The term “mycoplasma” is used to refer to any microorganism that belongs to the class Mollicutes. Among them, genital mycoplasmas are primarily sexually transmitted (albeit they may also be transmitted to infants in utero or during birth). They have the smallest genomes among known free-living microorganisms, and they may give rise to various clinical syndromes.

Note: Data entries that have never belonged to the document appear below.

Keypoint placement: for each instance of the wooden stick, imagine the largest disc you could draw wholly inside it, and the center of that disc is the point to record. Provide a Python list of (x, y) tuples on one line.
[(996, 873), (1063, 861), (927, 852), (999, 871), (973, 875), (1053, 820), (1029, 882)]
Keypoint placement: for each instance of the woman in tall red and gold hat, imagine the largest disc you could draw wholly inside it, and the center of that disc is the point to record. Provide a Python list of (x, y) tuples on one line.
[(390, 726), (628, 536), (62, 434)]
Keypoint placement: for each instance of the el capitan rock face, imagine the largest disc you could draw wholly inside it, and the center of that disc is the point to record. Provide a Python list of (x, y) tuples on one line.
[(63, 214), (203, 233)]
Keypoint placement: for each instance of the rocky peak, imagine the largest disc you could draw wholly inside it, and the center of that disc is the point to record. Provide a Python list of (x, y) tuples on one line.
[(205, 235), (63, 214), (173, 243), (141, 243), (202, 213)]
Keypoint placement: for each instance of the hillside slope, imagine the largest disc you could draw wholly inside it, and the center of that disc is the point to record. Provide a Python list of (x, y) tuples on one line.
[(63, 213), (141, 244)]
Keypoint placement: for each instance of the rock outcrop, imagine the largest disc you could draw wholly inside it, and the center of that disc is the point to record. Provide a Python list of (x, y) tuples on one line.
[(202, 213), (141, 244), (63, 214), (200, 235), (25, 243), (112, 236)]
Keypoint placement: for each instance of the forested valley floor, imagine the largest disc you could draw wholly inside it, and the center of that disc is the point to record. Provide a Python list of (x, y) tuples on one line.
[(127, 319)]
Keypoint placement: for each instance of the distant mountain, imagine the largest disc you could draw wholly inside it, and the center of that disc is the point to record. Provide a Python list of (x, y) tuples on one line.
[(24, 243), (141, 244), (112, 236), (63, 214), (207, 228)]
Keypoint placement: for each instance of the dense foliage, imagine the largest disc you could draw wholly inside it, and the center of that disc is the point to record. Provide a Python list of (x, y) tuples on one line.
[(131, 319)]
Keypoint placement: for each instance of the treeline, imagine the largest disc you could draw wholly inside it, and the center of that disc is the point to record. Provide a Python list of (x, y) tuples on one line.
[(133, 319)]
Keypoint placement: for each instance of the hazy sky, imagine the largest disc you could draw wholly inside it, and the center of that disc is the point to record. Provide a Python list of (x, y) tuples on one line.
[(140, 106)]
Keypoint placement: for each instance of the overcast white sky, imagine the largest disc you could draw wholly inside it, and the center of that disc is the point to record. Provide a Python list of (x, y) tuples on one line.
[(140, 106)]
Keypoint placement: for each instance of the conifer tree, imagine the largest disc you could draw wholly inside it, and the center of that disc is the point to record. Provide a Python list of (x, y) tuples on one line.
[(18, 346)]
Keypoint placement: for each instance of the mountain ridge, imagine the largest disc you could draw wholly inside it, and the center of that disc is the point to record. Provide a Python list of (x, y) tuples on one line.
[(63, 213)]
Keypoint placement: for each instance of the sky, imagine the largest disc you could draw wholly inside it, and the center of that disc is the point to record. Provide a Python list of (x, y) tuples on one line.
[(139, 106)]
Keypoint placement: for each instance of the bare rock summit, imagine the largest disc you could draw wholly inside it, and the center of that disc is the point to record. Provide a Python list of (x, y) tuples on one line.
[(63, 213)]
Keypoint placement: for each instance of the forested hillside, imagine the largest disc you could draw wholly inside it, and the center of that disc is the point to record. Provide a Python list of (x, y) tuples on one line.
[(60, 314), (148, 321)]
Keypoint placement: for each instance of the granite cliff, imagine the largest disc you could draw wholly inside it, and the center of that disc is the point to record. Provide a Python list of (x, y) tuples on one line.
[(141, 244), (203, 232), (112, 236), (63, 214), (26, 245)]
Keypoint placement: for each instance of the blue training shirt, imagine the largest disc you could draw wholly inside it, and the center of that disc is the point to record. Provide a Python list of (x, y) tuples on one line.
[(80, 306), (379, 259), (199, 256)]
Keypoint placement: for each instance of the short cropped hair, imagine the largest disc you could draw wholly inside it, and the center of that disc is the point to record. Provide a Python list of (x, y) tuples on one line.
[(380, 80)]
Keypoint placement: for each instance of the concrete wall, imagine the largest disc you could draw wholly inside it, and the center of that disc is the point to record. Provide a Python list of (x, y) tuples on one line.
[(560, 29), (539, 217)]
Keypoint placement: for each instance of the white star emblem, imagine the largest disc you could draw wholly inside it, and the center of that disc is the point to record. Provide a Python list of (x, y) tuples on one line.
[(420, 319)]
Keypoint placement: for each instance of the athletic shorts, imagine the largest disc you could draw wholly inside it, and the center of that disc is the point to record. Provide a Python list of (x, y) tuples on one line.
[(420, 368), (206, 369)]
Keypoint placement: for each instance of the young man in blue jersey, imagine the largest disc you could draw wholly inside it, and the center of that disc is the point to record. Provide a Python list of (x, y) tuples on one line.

Successful treatment depends on considering the possibility of genital mycoplasmas as etiologic agents early in the course of the disease, followed by suitable diagnostic approaches for the detection of these agents, and adequate antimicrobial coverage. But since the causal relationship with genital disease may be unproved in many instances, official indications in obstetrics and gynecology, and also urology, for specific therapy of genital mycoplasmas are scarce.
Main Treatment Guidelines
Medical treatment for genital mycoplasmas should be tailored to the individual patient, taking into consideration the type of infection (i.e. whether it is localized or systemic), as well as the presence of immunodeficiency or certain other underlying conditions. As already mentioned, a pivotal step in pathogen-specific disease management is securing appropriate material for diagnostic procedures and its proper handling to preserve the viability of this group of microorganisms.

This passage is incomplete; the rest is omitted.